I've signed up for another chamber music workshop; this time, the Wellesley Composer's Conference. I'll be attending the second half of the second week, August 2nd through 4th. For the afternoon sessions, I've been assigned to play viola in the Schumann Piano Quintet. For the morning sessions, though, a cellist friend of mine put together a string quartet to play the Beethoven String Quartet in C major, Op. 59, No. 3, the third of the set dedicated to Count Razumovsky. (As an aside, I wonder how many of these late-eighteenth and early-nineteenth century noblemen suspected that their lasting claim to fame would be as the dedicatee of some piece of music by a famous composer?)
We've had a couple of read-throughs of the quartet, but this week was our first attempt at taking it apart and working on small sections. We worked mostly on the first movement, and while there were a couple of spots in the main section that needed work (there's one bar with syncopated sixteenth notes for the violins that's a real bear!) we spend most of that time on the introduction.
This introduction is Beethoven at his most audacious and amazing. It's clearly modeled on the opening of the Mozart Dissonance Quartet that I played and blogged about a couple of weeks ago. But Beethoven takes Mozart one further. While the Mozart introduction ventures into far distant keys, it at least starts with repeated Cs in the cello to establish the tonic. Beethoven starts this quartet with a diminished seventh chord, perhaps one of the most dissonant, and certainly the most ambiguous, chords in Western music. Its ambiguity comes from the fact that it's completely symmetric, being made up of three minor thirds and an augmented second, which is enharmonically the same as a minor third. You literally have no idea where it's going, and Beethoven doesn't do anything to clear up the confusion. There are lots of diminished seventh chords in this short introduction, and lots of unusual resolutions, until you finally have the viola drop down from Ab to G, to clue you in that you're actually in C major, the bar before the introduction ends.
By the way, does anyone know of a harmonic analysis of this introduction?

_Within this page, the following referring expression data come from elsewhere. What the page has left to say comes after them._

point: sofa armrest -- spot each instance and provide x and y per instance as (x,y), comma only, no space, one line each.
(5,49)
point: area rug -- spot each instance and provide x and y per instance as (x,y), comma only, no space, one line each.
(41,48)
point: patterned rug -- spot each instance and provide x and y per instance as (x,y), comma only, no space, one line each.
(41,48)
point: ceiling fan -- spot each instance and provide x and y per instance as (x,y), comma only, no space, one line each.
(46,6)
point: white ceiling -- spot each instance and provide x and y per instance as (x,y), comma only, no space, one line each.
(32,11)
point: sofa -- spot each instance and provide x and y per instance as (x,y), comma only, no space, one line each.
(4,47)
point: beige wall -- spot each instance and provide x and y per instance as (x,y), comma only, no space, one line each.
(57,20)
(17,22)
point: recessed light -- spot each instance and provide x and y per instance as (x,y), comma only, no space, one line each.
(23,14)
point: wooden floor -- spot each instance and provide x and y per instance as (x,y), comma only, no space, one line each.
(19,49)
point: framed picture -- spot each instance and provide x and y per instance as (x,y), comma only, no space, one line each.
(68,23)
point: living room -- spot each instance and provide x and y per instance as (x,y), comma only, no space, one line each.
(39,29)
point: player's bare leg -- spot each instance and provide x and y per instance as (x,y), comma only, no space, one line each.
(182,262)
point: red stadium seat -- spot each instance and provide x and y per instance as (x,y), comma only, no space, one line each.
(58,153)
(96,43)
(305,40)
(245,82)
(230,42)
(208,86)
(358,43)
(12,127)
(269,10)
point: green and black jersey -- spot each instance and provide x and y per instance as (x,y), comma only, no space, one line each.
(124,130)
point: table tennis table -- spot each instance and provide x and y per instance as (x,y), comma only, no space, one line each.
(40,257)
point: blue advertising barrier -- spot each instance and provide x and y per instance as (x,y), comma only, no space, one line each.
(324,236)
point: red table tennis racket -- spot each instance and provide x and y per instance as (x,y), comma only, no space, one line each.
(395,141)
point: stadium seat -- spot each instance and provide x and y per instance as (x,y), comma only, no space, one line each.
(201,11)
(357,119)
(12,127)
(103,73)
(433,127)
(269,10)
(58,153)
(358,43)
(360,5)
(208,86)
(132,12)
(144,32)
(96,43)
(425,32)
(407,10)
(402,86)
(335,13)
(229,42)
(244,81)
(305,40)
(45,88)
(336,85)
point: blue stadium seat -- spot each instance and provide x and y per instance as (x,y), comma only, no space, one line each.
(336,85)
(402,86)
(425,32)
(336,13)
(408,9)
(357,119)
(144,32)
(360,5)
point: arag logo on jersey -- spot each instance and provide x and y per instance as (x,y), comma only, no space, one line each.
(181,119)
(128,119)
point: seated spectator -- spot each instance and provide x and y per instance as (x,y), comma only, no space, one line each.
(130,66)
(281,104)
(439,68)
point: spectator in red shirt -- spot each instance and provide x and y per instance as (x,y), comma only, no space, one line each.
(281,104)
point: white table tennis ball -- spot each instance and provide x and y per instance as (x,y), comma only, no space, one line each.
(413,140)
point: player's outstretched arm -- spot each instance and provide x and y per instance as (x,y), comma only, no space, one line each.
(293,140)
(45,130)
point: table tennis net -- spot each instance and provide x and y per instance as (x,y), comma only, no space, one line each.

Internet research hasn't turned one up, and it would be incredibly helpful for me to figure out my way through this forest of bizarre chords.
As you might expect, this creates a big challenge in interpretation. The introduction needs to be simultaneously mysterious and secure, a difficult pairing to pull off! Plus, there's the problem of intonation. How do you tune an isolated diminished seventh chord? I'm thinking I need to write up a little introduction to the introduction, to establish the key and prepare that initial surprise.
At the end of the evening we read through the last movement, but that, amazingly, seems to be in pretty good shape. Well, we're taking it at a half-note equals 100 (100 beats per minute), which is significantly under the tempo of the recordings (including the one I've linked to). But we can play it at that tempo, and I think it sounds good: you can hear all the motives from the fugue theme that opens the movement, and how Beethoven plays with all of them as the movement progresses. The only trick is that it's all up to me. The movement starts with a viola solo, and if I start too fast, we're in for a train wreck. :-)
There exist only 3 unique diminished 7th chords. That always struck me as fascinating.